One part of the new molecule is “a direction finder that we engineered to locate the problem in the patient’s genome,” Ansari says. Once it finds the troublesome repeats, “the second component brings in the machinery that helps RNA polymerase slog through the repeats and make the correct transcript and subsequently the functional protein.”
Understanding the role of frataxin and how repeats block its synthesis started with studies in yeast cells and then fruit flies, Ansari says. “In those simple organisms, scientists teased out exactly what the repeat region was doing, and the same principles were at work in human cells. Without that understanding, we would not have been able to devise our molecules, which highlights the need to study biology at all levels.”
Although the biochemistry is complex, the concept of ignoring repeats is not, Ansari says. “If we compare the enzyme that reads DNA to an engine moving down the ‘track’ of DNA, the repeat may stop it cold, cause it to skip too far ahead, or jam it in the ‘on’ position so it makes a toxic amount of the protein.”
The new results published this week in Science suggest that “we have figured out how to turn on the part of the gene that is being ignored without doing anything anywhere else,” Ansari says.
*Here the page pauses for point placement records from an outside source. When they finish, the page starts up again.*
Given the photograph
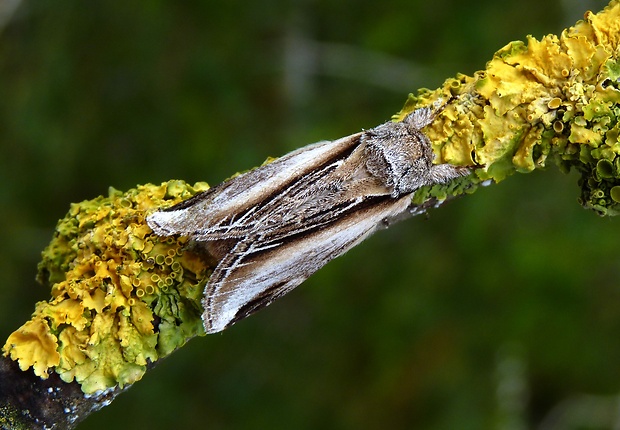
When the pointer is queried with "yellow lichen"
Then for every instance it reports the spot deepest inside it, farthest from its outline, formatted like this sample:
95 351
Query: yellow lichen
33 345
108 317
534 100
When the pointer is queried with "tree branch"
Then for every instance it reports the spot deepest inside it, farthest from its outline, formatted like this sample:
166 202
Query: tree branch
123 298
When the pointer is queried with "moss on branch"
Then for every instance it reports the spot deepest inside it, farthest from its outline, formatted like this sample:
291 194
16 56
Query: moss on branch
122 298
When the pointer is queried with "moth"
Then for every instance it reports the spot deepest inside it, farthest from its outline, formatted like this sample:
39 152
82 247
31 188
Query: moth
274 226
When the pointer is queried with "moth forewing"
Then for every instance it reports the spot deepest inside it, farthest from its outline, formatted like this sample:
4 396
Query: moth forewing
224 203
260 273
272 227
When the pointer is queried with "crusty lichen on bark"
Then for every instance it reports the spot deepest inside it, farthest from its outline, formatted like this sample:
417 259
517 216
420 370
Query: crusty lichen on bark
557 99
122 298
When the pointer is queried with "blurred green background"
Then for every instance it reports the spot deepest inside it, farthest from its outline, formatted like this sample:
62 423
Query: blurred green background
501 310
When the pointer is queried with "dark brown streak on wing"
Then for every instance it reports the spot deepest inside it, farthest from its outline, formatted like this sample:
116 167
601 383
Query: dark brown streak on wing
241 254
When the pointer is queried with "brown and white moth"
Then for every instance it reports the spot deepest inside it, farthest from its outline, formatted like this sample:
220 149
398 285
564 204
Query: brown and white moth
274 226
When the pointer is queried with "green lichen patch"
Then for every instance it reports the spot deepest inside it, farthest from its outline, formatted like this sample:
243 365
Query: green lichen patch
555 99
121 297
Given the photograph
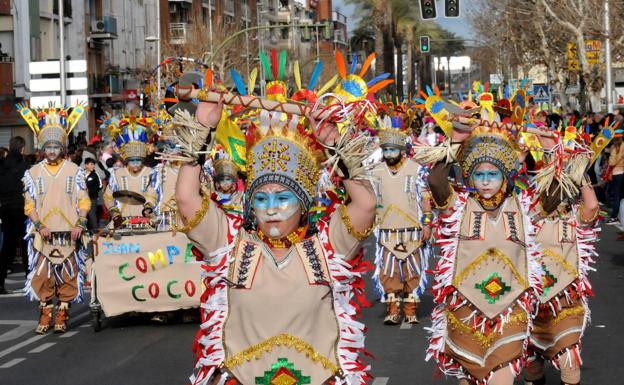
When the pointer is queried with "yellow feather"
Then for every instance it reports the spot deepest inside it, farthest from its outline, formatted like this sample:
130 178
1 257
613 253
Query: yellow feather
297 75
327 85
252 81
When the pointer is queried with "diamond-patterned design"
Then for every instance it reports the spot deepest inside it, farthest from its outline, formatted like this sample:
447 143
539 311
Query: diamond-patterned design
283 373
493 287
549 280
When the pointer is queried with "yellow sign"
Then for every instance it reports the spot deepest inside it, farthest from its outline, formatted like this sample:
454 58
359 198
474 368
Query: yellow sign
593 48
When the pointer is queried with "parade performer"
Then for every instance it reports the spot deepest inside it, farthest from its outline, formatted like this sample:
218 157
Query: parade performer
404 219
488 274
131 135
56 203
566 217
279 305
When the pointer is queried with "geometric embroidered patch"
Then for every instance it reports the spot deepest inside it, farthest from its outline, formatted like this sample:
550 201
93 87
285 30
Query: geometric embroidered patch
283 373
493 287
549 280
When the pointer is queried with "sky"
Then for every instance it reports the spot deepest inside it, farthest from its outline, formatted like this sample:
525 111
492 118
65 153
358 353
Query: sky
460 26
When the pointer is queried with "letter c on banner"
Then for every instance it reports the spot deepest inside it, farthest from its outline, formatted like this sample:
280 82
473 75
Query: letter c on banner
134 289
189 288
171 283
153 290
141 264
122 274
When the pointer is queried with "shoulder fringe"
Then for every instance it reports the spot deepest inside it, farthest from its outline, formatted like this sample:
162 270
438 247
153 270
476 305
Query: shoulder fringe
446 296
346 278
208 345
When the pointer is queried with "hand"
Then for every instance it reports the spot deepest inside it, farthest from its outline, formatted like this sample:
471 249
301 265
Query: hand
117 221
209 114
76 232
326 133
547 143
426 234
148 212
458 136
45 232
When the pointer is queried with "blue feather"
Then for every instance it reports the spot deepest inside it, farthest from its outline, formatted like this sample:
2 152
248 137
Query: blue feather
316 74
377 79
238 81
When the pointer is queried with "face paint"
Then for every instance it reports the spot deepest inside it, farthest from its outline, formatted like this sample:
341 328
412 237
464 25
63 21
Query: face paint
275 205
391 155
135 164
52 151
487 179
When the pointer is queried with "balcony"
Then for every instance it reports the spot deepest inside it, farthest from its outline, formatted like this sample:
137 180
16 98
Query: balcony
6 76
103 86
339 18
104 28
177 33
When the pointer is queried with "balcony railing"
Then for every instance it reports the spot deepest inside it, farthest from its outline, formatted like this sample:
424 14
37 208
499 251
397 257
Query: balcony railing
177 33
339 17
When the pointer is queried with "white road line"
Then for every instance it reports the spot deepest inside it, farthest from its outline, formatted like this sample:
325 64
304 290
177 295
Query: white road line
69 334
406 326
42 347
21 345
12 363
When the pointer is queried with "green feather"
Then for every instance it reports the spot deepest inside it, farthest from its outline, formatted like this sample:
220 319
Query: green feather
282 65
266 66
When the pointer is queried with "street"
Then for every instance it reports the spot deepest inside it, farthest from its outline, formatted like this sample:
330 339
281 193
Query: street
131 351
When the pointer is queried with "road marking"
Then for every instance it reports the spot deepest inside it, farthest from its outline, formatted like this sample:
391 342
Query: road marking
12 295
406 326
21 345
24 327
12 363
69 334
42 347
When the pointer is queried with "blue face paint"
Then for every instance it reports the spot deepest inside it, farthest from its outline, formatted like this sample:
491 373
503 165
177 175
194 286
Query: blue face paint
484 176
390 153
275 206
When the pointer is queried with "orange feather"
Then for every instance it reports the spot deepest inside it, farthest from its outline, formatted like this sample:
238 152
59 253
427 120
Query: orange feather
342 68
367 63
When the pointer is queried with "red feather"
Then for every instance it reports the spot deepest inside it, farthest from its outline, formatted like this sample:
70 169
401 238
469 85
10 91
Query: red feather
342 68
274 64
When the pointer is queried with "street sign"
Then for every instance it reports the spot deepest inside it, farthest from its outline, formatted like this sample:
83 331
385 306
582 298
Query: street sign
593 48
541 93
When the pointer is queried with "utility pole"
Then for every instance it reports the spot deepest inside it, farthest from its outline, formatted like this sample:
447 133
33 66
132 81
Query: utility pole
62 54
158 73
609 77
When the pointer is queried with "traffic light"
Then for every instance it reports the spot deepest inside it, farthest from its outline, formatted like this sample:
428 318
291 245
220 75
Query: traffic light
427 9
328 30
451 8
424 44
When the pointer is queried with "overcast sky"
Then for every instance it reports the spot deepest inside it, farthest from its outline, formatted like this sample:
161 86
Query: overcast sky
459 26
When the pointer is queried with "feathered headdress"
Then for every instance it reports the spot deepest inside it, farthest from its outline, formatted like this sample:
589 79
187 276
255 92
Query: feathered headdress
131 133
51 124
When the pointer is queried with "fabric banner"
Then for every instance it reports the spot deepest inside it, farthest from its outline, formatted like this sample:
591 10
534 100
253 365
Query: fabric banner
147 273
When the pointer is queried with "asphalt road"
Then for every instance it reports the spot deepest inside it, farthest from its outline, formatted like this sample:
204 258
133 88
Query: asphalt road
131 351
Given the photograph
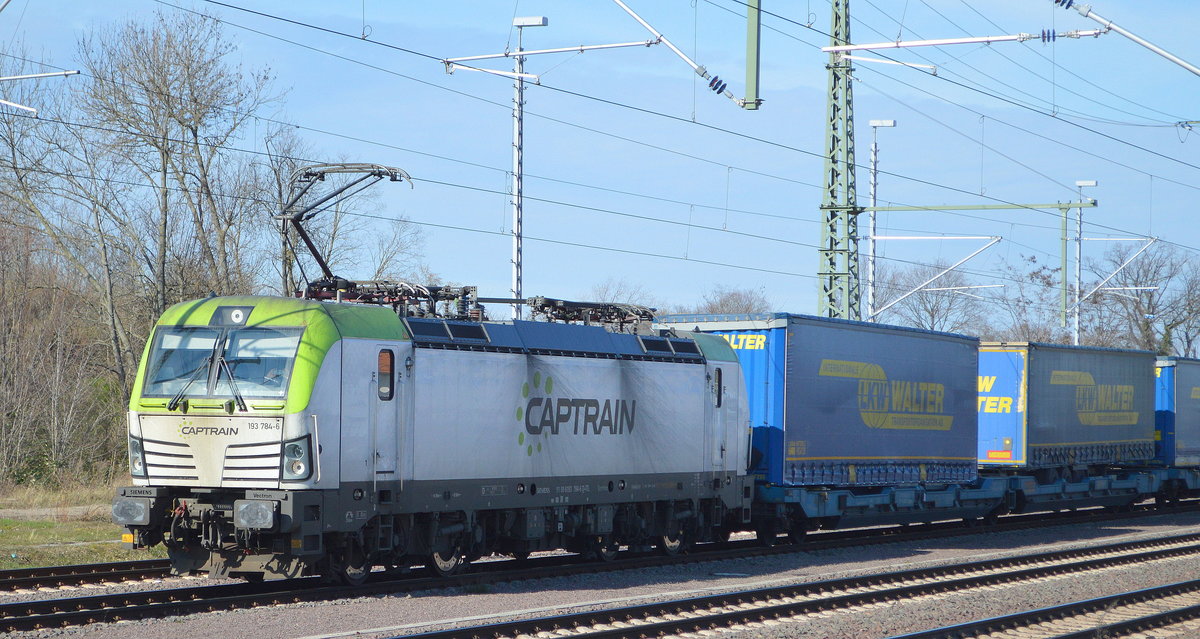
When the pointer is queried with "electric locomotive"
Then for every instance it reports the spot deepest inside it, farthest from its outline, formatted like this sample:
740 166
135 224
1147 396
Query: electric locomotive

Even as patients and families yearn for a cure, it’s likely to take several years before drug testing begins, Ansari warns.
Ansari, who has been trying to unravel repeats for about 15 years at UW–Madison, achieved initial success in 2004 when his group designed “two-headed” molecules with a “DNA reading head” that would deliver the molecule to a specific location in an individual’s genome, and a “docking head” that would dock a cellular machine to force the gene to be read correctly at that site.
Then, Ansari says, researchers found that the molecule got “distracted” while floating in a sea of DNA and failed to distinguish hundreds of “look-alike” sites from its actual target.
By 2013, funding had dried up, and only a grant from the W.M. Keck Foundation enabled Ansari to continue searching to outfox the repeats.
While many efforts to treat Friedreich’s are screening millions of drugs, “we are working from a deeper understanding of the problem,” Ansari says. “Once we understood why the enzyme was getting blocked, we rationally designed seven molecules to help the enzyme pass the obstruction.”
The Wisconsin Alumni Research Foundation has applied for two patents on the discovery, which Ansari thinks could ultimately be applied more broadly. “With recent advances in human genome sequencing, more than 40 diseases have been recognized as resulting from microsatellite repeats,” says Ansari, including fragile X, which causes developmental difficulties, and some types of muscular dystrophy.
“Now that we are starting to understand how to defuse these repeats,” he says, “we see this as a general solution, a molecular engineering principle. We would sequence the genome and figure out the problem, and make a molecule tailored for that individual. It’s a new precision-tailored path to personalized medicine.”